Pumping Lemma for CFL – $ \{ 0^{i} 1^{j} 0^{k} 1^{l} \hspace{0.2cm}| \hspace{0.2cm} i = l \hspace{0.2cm} \land j = k \} $

I was making exercices about the Pumping Lemma for CFL, and I stumbled up on this language:

$ $ \{ 0^{i} 1^{j} 0^{k} 1^{l} \hspace{0.2cm}| \hspace{0.2cm} i = l \hspace{0.2cm} \land j = k \} $ $

I quickly made a CFG that represents that language (or so I believe):

$ $ S \to 0S1 \hspace{0.2cm} | \hspace{0.2cm} A \ A \to 1A0 \hspace{0.2cm} | \hspace{0.2cm} \epsilon $ $

The problem is that I began to think if the Pumping Lemma would hold (it should since I have a CFG for the Language, so it must be a CFL).

(Having the Pumping Lemma in mind) I chose a word, w = $ 0^{n}1^{n}0^{n}1^{n} $ . I immediately stopped because this word will not pass the Pumping Lemma (it can be used to demonstrate that $ \{ ww \hspace{0.2cm}| \hspace{0.2cm} w \in \{0,1\}^{*}\}$ , the language of duplicated words, is not a CFL, I have done it before)

Now I’m stuck with a Pumping Lemma that fails, and a CFG that produces the language and don’t now what to do.

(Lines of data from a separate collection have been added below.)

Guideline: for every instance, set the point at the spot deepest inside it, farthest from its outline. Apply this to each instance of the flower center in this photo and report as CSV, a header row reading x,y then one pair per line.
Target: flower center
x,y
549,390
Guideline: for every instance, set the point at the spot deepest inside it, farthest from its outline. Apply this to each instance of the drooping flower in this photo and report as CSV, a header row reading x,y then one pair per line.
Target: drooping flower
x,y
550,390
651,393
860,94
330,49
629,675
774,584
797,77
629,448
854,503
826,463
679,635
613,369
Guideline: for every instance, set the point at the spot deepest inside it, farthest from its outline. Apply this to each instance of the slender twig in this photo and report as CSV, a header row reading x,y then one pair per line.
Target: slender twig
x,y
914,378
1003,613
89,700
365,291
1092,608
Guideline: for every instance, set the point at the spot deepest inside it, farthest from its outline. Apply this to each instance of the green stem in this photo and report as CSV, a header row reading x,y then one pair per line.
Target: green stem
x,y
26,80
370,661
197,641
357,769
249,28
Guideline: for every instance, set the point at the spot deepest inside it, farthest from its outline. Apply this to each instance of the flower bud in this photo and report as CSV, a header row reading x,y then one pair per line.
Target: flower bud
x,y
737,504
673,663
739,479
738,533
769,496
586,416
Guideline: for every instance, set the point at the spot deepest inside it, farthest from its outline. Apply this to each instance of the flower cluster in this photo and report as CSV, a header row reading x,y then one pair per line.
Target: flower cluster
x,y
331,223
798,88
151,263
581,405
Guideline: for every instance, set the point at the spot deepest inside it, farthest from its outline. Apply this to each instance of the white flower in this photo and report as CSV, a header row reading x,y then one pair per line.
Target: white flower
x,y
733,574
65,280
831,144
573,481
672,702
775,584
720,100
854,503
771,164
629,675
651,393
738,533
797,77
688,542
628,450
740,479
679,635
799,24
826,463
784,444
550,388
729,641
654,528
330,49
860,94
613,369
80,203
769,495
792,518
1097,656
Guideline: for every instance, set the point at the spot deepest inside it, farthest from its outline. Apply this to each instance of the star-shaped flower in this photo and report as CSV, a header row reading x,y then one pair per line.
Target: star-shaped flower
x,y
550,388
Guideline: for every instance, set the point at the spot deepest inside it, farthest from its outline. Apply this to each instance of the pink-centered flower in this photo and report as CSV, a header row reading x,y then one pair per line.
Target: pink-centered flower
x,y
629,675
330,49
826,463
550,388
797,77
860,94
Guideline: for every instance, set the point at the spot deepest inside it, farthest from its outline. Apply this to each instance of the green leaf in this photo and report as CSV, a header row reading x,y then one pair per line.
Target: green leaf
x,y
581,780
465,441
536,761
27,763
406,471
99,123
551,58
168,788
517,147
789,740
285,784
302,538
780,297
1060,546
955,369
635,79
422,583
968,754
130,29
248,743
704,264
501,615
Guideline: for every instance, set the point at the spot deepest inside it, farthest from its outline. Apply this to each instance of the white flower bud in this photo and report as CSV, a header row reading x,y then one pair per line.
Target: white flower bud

I tried to come up with a word that the grammar couldn’t produce and failed, I tried to invalidate the PL but failed (there are no restrictions that tells that the word cannot have all segments of the same size, so $ w$ is in the language).

As far as I know If the PL holds, the language doesn’t have to be a CFL, but if it fails is absolutely unquestionable that the Language is not a CFL.

What I’m I missing?